A proteção sindical dos empregados do quadro próprio do tomador de serviços é uma proteção mais sólida e eficiente, pelo fato deles formarem uma comunidade homogênea. Essa situação difere dentre os trabalhadores vinculados ao regime de terceirização, não raramente submetidos a uma escala rotativa em diferentes locais de trabalho, que lhes torna invisíveis à proteção dos respectivos sindicatos, lhes dificultando a mobilização e a participação nas políticas sindicais.

Por consequência, os salários e as condições gerais laborais dos trabalhadores terceirizados são, normalmente, piores que os dos empregados contratados segundo o modelo padrão, criando-se um profundo mal-estar no âmbito interno organizacional, na medida em que parte do quadro laboral é mais desguarnecida em segurança que outra parte, mesmo o conjunto despendendo força de trabalho em único ambiente empresarial.

Ainda em função dessa maior precarização conjuntural, estando mais vulneráveis a riscos, os trabalhadores terceirizados se submetem a jornadas laborais mais rigorosas e extensas, e sofrem mais acidentes de trabalho, situação que automaticamente implica em elevação de gastos estatais com assistência médica e proteção securitária.

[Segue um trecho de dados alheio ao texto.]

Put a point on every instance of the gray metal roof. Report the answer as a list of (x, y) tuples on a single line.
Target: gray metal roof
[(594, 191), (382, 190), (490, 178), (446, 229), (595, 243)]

A possibilidade de fraude no sistema de contratação via terceirização é infinitamente maior que no sistema padrão, uma vez que, não raramente, a terceirização é consumada através de contratação de pessoas jurídicas irregulares (via pejotização), ou, mesmo, de falsas cooperativas de trabalho, organizadas, com o fim único e exclusivo de surrupiar direitos laborais e custeios previdenciário e fiscal.

Agora some-se à toda precarização narrada no âmbito do direito privado, o risco que o precedente do PL 4.330/04 impõe à administração pública, se para ali estendido, onde, via de regra, atividades-meio já são terceirizadas. Pouco faltará para ser o fim dos concursos públicos, da carreira estatutária.

É inequívoco, portanto, que a proposta legislativa em lume, possui intenção deliberada de ferir a dignidade do trabalhador, vilipendiando a Constituição de 1988 em inúmeros artigos, dentre os quais: o artigo 1º, inciso II, que destaca a dignidade da pessoa humana como um dos fundamentos da República; artigo 3º, incisos I, II e IV, que, consequentemente, conclamam a construção de uma sociedade justa, a erradicação das desigualdades sociais e o combate a todas as formas de discriminação; artigo 7º, inciso XXII, que propaga a redução dos riscos inerentes ao trabalho; artigo 8º, caput, que consagra e promove a associação sindical; além do artigo 170, que reza que a ordem econômica nacional deve fundar-se na valorização do trabalho humano e na livre iniciativa, para o fim de assegurar a existência digna a todos. Além disso, ignora todas as disposições da legislação infraconstitucional que se dedicam ao combate da precarização do trabalho, bem como as que enfrentam as condutas anti-sindicais.

Finalmente, o PL 4.330/04 também faz ouvidos de mercador para a existência do princípio do não retrocesso social, segundo o qual impõe-se como impossível, alteração do ordenamento jurídico a pior, sobretudo no que diz respeito aos direitos sociais, devendo os trabalhadores endurecer a defesa contrária da medida recém aprovada na Câmara, cobrando, do Senado, seu rechaço, e, havendo necessidade, da presidenta Dilma Rousseff, o veto, situação em que deverá desdobrar-se em esforços para demover o Congresso da fatídica invenção legislativa.

A alteração laboral do PL 4.330/04 é o mais grave atentado ao direito dos trabalhadores havido, no Brasil, desde 1967, quando, instituído o regime de FGTS, passou-se a, paulatinamente, combalir a estabilidade decenal prevista pela CLT. Tal modificação marcou época ao sedimentar a institucionalização do desequilíbrio entre as forças que compõem a relação de trabalho, patrões e empregados, cuja natureza já era, por si só, desnivelada. Hoje, o PL 4.330/04 ameaça aprofundar este desequilíbrio, precarizando, ainda mais, as condições de trabalho e o sistema de fiscalização e proteção laboral, sobretudo o sindical.

É absolutamente inaceitável que uma vulneração trabalhista dessa natureza aconteça em pleno regime democrático. A propósito, não custa lembrar que a terceirização, segundo já mencionado, foi inserida no ordenamento nacional, primeiramente, para o trabalho temporário, por disposição da Lei n. 6.019/74, sendo, ela mesma, herança perversa do período militar.